在data.table R中按组滚动 [英] Rolling by group in data.table R
问题描述
我试图按组逐个遍历data.table并遇到问题。不知道应该更改功能还是打错电话。这是简单的示例:
I'm trying to roll my function through data.table by group and run into problems. Not sure should I change my function or is my call wrong. Here is simple example:
数据
test <- data.table(return=c(0.1, 0.1, 0.1, 0.1, 0.1, 0.2, 0.2, 0.2, 0.2, 0.2),
sec=c("A", "A", "A", "A", "A", "B", "B", "B", "B", "B"))
我的函数
zoo_fun <- function(dt, N) {
(rollapply(dt$return + 1, N, FUN=prod, fill=NA, align='right') - 1)
}
运行它(我想创建新的列动量,它只是每个证券为一个添加的最新3个观察值的乘积(因此,按= sec分组)。
Running it (I want to create new column momentum, which would be just product of latest 3 observations added by one for each security (so grouping by=sec).
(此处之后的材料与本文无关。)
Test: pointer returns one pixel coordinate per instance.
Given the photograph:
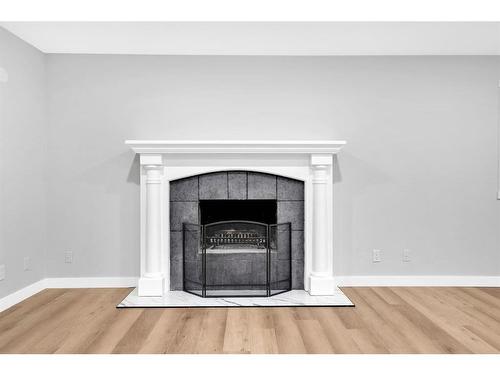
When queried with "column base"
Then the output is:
(150, 287)
(322, 286)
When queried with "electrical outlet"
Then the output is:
(27, 263)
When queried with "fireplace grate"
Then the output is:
(236, 259)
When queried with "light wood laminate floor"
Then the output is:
(385, 320)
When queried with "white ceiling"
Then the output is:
(261, 38)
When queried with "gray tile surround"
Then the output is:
(290, 190)
(291, 211)
(213, 186)
(181, 212)
(237, 183)
(261, 186)
(184, 190)
(184, 195)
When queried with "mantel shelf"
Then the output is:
(235, 147)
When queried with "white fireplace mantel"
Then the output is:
(165, 161)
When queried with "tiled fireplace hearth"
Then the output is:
(184, 181)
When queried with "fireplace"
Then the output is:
(237, 259)
(236, 170)
(233, 232)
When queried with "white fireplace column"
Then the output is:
(151, 281)
(321, 279)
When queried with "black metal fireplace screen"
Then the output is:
(237, 259)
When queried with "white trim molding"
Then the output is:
(21, 294)
(343, 281)
(307, 161)
(430, 281)
(235, 147)
(65, 282)
(91, 282)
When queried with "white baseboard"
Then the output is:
(404, 280)
(91, 282)
(126, 282)
(66, 282)
(20, 295)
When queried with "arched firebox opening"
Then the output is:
(236, 233)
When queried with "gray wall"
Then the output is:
(419, 170)
(23, 163)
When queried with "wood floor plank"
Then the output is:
(385, 320)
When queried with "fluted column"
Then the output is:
(321, 279)
(151, 281)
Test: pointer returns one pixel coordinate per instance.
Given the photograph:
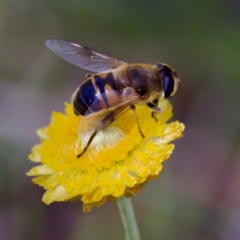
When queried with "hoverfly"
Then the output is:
(114, 86)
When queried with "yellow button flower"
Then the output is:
(117, 163)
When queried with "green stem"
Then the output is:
(129, 222)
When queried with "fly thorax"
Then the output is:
(144, 79)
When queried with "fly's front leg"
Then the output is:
(102, 124)
(154, 108)
(136, 116)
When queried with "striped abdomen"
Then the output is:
(92, 95)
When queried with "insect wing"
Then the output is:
(82, 56)
(116, 106)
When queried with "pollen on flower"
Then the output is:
(119, 162)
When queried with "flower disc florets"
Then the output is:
(118, 162)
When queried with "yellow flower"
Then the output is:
(117, 163)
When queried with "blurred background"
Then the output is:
(197, 195)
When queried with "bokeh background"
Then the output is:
(197, 195)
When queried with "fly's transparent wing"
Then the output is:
(82, 56)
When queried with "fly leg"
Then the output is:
(136, 116)
(154, 108)
(102, 124)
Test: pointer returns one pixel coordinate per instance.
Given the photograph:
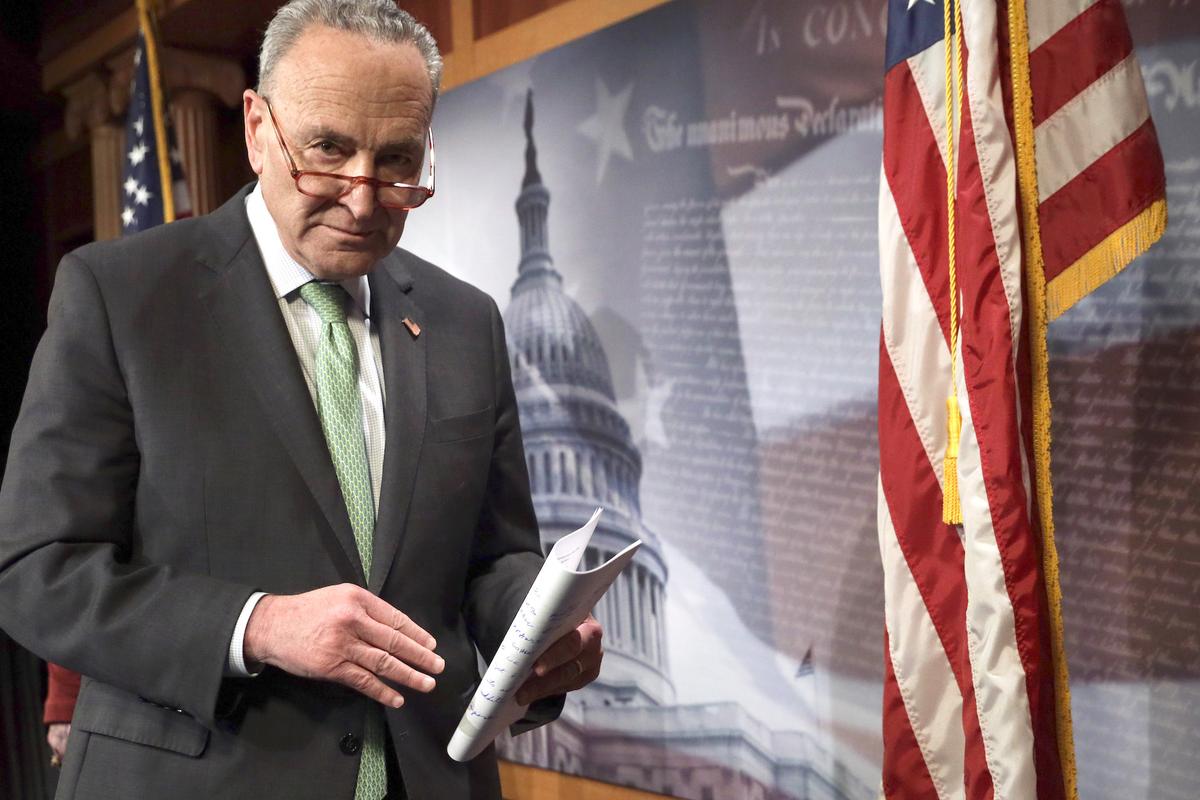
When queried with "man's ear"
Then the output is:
(256, 143)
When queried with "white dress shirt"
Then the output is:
(305, 328)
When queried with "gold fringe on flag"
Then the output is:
(1036, 308)
(1108, 258)
(952, 28)
(157, 108)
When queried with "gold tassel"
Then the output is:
(952, 509)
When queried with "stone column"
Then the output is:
(195, 115)
(88, 108)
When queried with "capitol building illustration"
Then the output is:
(625, 727)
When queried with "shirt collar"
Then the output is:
(285, 272)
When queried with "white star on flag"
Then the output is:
(606, 127)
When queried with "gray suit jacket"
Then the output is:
(168, 462)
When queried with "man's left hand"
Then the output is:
(573, 662)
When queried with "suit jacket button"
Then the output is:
(349, 744)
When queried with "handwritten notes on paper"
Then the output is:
(561, 599)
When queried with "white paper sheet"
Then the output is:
(561, 599)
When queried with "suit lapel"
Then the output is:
(405, 407)
(247, 319)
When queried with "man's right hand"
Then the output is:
(346, 635)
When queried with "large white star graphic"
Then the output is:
(606, 127)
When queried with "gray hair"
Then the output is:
(377, 19)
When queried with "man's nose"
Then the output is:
(360, 200)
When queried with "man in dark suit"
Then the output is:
(267, 488)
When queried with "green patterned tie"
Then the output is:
(340, 408)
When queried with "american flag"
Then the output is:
(1059, 185)
(147, 126)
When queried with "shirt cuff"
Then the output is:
(237, 661)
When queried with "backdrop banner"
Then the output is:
(677, 217)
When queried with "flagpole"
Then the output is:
(157, 113)
(1039, 356)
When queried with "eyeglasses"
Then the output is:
(330, 186)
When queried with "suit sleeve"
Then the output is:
(507, 555)
(71, 587)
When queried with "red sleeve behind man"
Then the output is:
(60, 697)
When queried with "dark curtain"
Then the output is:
(25, 771)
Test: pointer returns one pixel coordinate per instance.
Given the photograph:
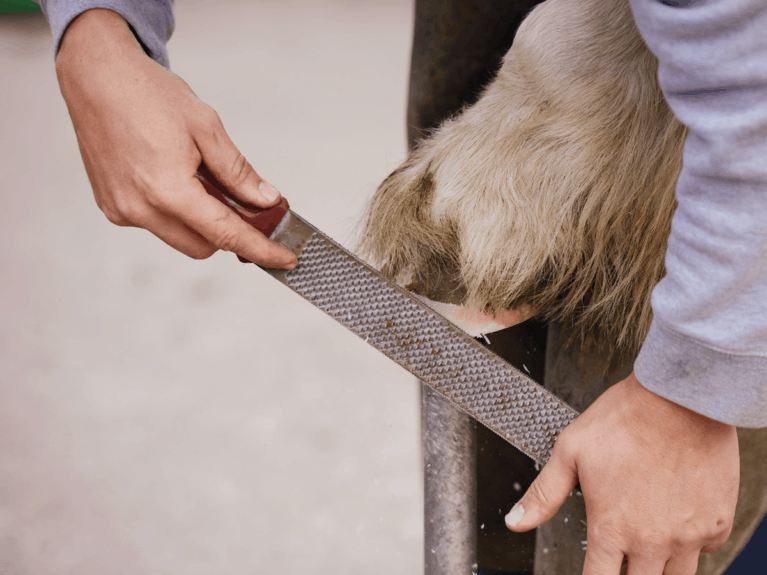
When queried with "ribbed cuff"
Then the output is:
(151, 20)
(726, 387)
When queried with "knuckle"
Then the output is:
(539, 492)
(605, 535)
(225, 236)
(654, 543)
(124, 212)
(241, 170)
(202, 252)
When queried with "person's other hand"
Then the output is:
(660, 483)
(143, 133)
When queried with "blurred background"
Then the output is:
(163, 415)
(160, 415)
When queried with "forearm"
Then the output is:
(151, 20)
(707, 348)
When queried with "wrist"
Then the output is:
(96, 35)
(666, 411)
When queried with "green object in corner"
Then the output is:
(18, 7)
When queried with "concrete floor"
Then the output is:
(160, 415)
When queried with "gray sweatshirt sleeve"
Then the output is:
(151, 20)
(707, 346)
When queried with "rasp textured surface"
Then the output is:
(484, 385)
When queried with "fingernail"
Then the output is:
(515, 515)
(268, 190)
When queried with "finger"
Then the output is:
(602, 560)
(229, 166)
(646, 565)
(224, 229)
(547, 493)
(682, 564)
(179, 237)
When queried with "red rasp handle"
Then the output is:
(264, 220)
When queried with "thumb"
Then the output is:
(547, 493)
(229, 166)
test[, momentum3 := zoo_fun(test, 3), by=sec]
Warning messages:
1: In `[.data.table`(test, , `:=`(momentum3, zoo_fun(test, 3)), by = sec) :
RHS 1 is length 10 (greater than the size (5) of group 1). The last 5 element(s) will be discarded.
2: In `[.data.table`(test, , `:=`(momentum3, zoo_fun(test, 3)), by = sec) :
RHS 1 is length 10 (greater than the size (5) of group 2). The last 5 element(s) will be discarded.
我收到警告,但预期结果不正确:
I get that warning and result is not expected:
> test
return sec momentum3
1: 0.1 A NA
2: 0.1 A NA
3: 0.1 A 0.331
4: 0.1 A 0.331
5: 0.1 A 0.331
6: 0.2 B NA
7: 0.2 B NA
8: 0.2 B 0.331
9: 0.2 B 0.331
10: 0.2 B 0.331
我期望B秒用0.728((1.2 * 1.2 * 1.2)-1)填充,其中两个NA开始。我究竟做错了什么?
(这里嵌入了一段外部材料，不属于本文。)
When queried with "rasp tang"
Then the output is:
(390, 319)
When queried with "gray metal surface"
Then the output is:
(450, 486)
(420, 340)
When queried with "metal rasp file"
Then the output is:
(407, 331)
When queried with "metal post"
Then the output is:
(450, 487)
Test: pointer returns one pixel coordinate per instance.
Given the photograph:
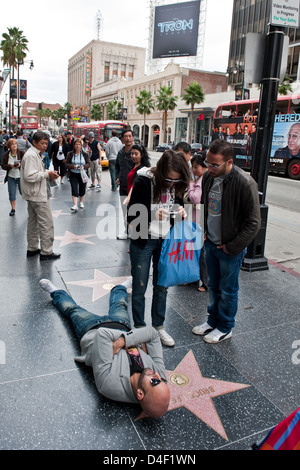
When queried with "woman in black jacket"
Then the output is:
(11, 163)
(58, 153)
(154, 194)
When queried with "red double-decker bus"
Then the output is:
(101, 129)
(236, 122)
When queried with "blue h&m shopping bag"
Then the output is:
(180, 253)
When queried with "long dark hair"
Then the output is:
(170, 161)
(145, 160)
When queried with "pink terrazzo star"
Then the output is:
(58, 213)
(101, 284)
(191, 390)
(68, 238)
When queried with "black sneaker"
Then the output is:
(52, 256)
(33, 253)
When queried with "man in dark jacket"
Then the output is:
(124, 164)
(231, 221)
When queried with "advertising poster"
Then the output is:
(13, 92)
(23, 89)
(286, 137)
(176, 30)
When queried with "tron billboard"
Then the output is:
(176, 30)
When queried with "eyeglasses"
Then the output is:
(170, 180)
(154, 381)
(213, 165)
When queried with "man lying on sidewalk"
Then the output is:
(123, 370)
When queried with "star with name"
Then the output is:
(58, 213)
(68, 238)
(191, 390)
(101, 284)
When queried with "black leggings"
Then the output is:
(77, 185)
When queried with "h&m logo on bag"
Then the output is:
(181, 254)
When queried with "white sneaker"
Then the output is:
(127, 283)
(202, 329)
(47, 285)
(122, 236)
(165, 338)
(216, 336)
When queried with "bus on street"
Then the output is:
(236, 122)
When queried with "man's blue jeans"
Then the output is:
(112, 170)
(83, 321)
(140, 267)
(223, 285)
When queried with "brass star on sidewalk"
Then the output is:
(191, 390)
(58, 213)
(101, 284)
(68, 238)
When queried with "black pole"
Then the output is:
(255, 259)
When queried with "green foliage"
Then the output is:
(145, 105)
(112, 108)
(13, 47)
(193, 95)
(96, 112)
(166, 101)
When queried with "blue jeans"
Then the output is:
(83, 321)
(223, 285)
(140, 267)
(12, 184)
(112, 170)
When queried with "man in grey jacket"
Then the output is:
(36, 191)
(231, 221)
(113, 146)
(127, 364)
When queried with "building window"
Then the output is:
(123, 70)
(106, 71)
(130, 72)
(115, 70)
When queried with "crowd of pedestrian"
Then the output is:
(229, 200)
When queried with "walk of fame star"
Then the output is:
(191, 390)
(58, 213)
(101, 284)
(68, 238)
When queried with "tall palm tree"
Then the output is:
(13, 47)
(193, 95)
(145, 104)
(166, 102)
(96, 112)
(112, 108)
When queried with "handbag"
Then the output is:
(180, 254)
(84, 176)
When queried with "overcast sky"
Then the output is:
(58, 29)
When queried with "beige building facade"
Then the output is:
(101, 62)
(177, 121)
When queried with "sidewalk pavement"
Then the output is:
(223, 397)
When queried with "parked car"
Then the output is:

I was expecting B sec to be filled with 0.728 ((1.2*1.2*1.2) -1) with two NAs in start. What am I doing wrong? Is it that rolling functions won't work with grouping?
推荐答案
使用 dt $ return
整个 data.table
在组内部进行选择。只需在函数定义中使用所需的列即可,它会正常工作:
When you use dt$return
the whole data.table
is picked internally within the groups. Just use the column you need in the function definition and it will work fine:
#use the column instead of the data.table
zoo_fun <- function(column, N) {
(rollapply(column + 1, N, FUN=prod, fill=NA, align='right') - 1)
}
#now it works fine
test[, momentum := zoo_fun(return, 3), by = sec]
作为单独的注释,您可能不应该使用 return
作为列或变量名。
As a separate note, you should probably not use return
as a column or variable name.
出局:
> test
return sec momentum
1: 0.1 A NA
2: 0.1 A NA
3: 0.1 A 0.331
4: 0.1 A 0.331
5: 0.1 A 0.331
6: 0.2 B NA
7: 0.2 B NA
8: 0.2 B 0.728
9: 0.2 B 0.728
10: 0.2 B 0.728
这篇关于在data.table R中按组滚动的文章就介绍到这了,希望我们推荐的答案对大家有所帮助,也希望大家多多支持IT屋!